Paul Gustave Dore's Adam and Eve Expelled
I had the opportunity to visit the London Temple one last time before leaving England, and while there, the primal commandment to “multiply and replenish” caught my attention within the context of a recent conversation referenced in an earlier post. As a Latter-day Saint, I believe this commandment was given to all, and I take it quite seriously.
Yet I was given pause to consider: what does this commandment mean for the period of time a Latter-day Saint is unable, for one reason or another—perhaps due to being unmarried as I was for 29 years, or an inability to conceive—to fulfill it in the traditional sense, through the bearing and rearing children? Is the commandment to “multiply and replenish” still in force?
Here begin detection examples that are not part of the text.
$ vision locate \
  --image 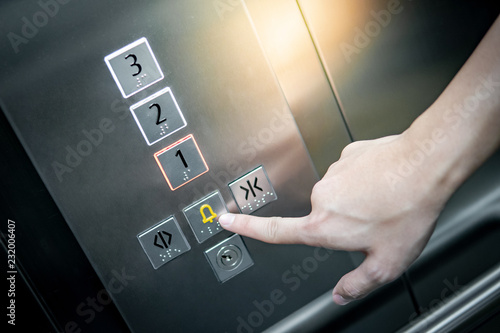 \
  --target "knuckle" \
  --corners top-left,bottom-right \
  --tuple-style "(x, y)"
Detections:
(342, 280), (364, 300)
(264, 216), (281, 243)
(366, 264), (399, 286)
I believe that it is. Single or married, barren or still trying, the command to multiply and replenish is God-given. I believe it requires creativity and quiet reflection in working out how we are to comply given non-traditional circumstances.
Yet philosophy aside, how does one multiply in real time, if not through bearing children? One might say that procreating is a way to replicate a better version of ourselves—to expound and share our talents by cultivating them (to the exclusion of our genetic weaknesses) in our children. For those not blessed, or not blessed right now, with children, one might consider other ways to re-create and replicate the best within us. What is that thing that we do best? How can we create or shape persons—real or corporate—such that the best within us lasts beyond our short time on earth?
Then there is the concept of replenishing, or restoring that which we consume. How does one create and share the best within oneself such that the creations proliferate in all dimensions – both temporally and spatially? How does one produce more than one consumes professionally, emotionally, financially, and otherwise?
Just a few questions I have been pondering for the last couple of weeks as I start a new chapter in my life and seek to begin creating anew.